Emergency physician, Gerry Doyle, MD, has been impressed by the image quality of the scans, which he notes look like CT scans more than traditional x-rays. “We are really hoping that we can expand the use of this modality for patients who are at risk for fractures that may be missed on traditional x-rays due to anatomic issues, loss of bone mineralization or other factors,” he states. 

Dr. Doyle brings up another benefit of the technology: while CT and MRI scanners are often busy and “relatively oversubscribed,” he says that being able to use the 3D augmented x-rays “might be faster and more readily available, and will help us avoid ‘missed fractures’ while maintaining ED patient throughput.”

Dr. Noo and other researchers at UCAIR have worked closely with Siemens Healthineers for decades. We are the first site in the United States to be using Siemens’s updated technology with patients (what they call “Real3D”) thanks to our strong collaboration with the company. We are using it for patient care and providing feedback to them about how it is working. The long-term plan, of course, is to use these improved scans regularly in the future, especially for emergency and urgent care situations.

Matt Houser X Ray Technologist
Matt Houser, x-ray technologist

Dr. Noo and Dr. Allen worked with the X-ray team leadership on translating 28 commonly ordered scans of the extremities (hands, wrists, elbows, knees, ankles, and feet). He is very appreciative of the support and enthusiasm from the x-ray technologists at University Hospital, particularly Matthew Houser, who volunteered to perform our first scan on a patient. These scans can actually take less time in the x-ray suite than taking traditional radiographs because the x-ray technologists don’t have to re-position patients multiple times in order to achieve the correct angles.

To increase the uptake in ordering these new scans, the x-ray technologists called ordering physicians to explain how the new scans could provide even better information than the traditional x-ray scans they ordered. Slowly but surely, the ordering providers, radiologic technologists, and radiologists all grew accustomed to and appreciative of the new scans.

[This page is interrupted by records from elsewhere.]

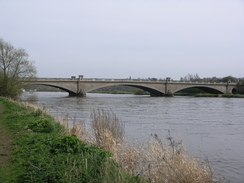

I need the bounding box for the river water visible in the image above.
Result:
[22,92,244,183]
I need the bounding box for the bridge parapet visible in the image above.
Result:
[27,77,238,96]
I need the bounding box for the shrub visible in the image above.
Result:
[27,119,53,133]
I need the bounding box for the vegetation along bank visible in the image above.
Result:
[0,98,226,183]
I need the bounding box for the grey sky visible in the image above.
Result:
[0,0,244,79]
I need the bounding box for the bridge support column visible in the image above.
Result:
[69,92,86,97]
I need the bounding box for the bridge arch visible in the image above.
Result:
[30,83,78,96]
[174,86,225,94]
[86,83,164,97]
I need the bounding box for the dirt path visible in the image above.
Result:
[0,103,12,166]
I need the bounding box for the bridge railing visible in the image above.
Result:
[31,78,237,84]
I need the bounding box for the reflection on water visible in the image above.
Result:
[23,92,244,183]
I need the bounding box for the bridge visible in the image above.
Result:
[27,76,238,96]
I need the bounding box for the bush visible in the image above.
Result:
[27,119,53,133]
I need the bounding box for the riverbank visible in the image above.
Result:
[0,98,142,183]
[0,98,225,182]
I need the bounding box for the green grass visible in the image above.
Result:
[0,98,143,183]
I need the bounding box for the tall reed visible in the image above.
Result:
[55,109,224,183]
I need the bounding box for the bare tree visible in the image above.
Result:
[0,38,36,98]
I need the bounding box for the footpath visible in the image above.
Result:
[0,103,12,166]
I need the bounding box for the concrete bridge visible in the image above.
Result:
[30,76,238,96]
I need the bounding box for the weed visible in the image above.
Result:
[27,119,53,133]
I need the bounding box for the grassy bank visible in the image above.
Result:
[0,98,141,183]
[0,98,225,183]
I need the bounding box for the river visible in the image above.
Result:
[22,92,244,183]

“Five years from now, I could see this type of scan replacing traditional x-ray and CT for imaging the extremities,” claims Noo. 

Dr. Soltanolkotabi agrees and sees the utility in other areas as well: “In rheumatology, we will be able to see bony erosions around the joints much more easily and hopefully guide patient management by being able to assess disease progression or response to treatment more accurately.”

Improvements like this scan technology illustrate how radiology is an important intersection for research and clinical care. “Radiology truly is the engine that drives modern medicine,” states Satoshi Minoshima, MD, PhD, the Anne G. Osborne Chair of Radiology and Imaging Sciences. “I am very proud of Dr. Noo for pursuing this important new technology within our system, of the radiologic technologists who have worked to make it a reality, and of Dr. Soltanolkotabi and the musculoskeletal radiology section for demonstrating how clearly it can impact patient care.”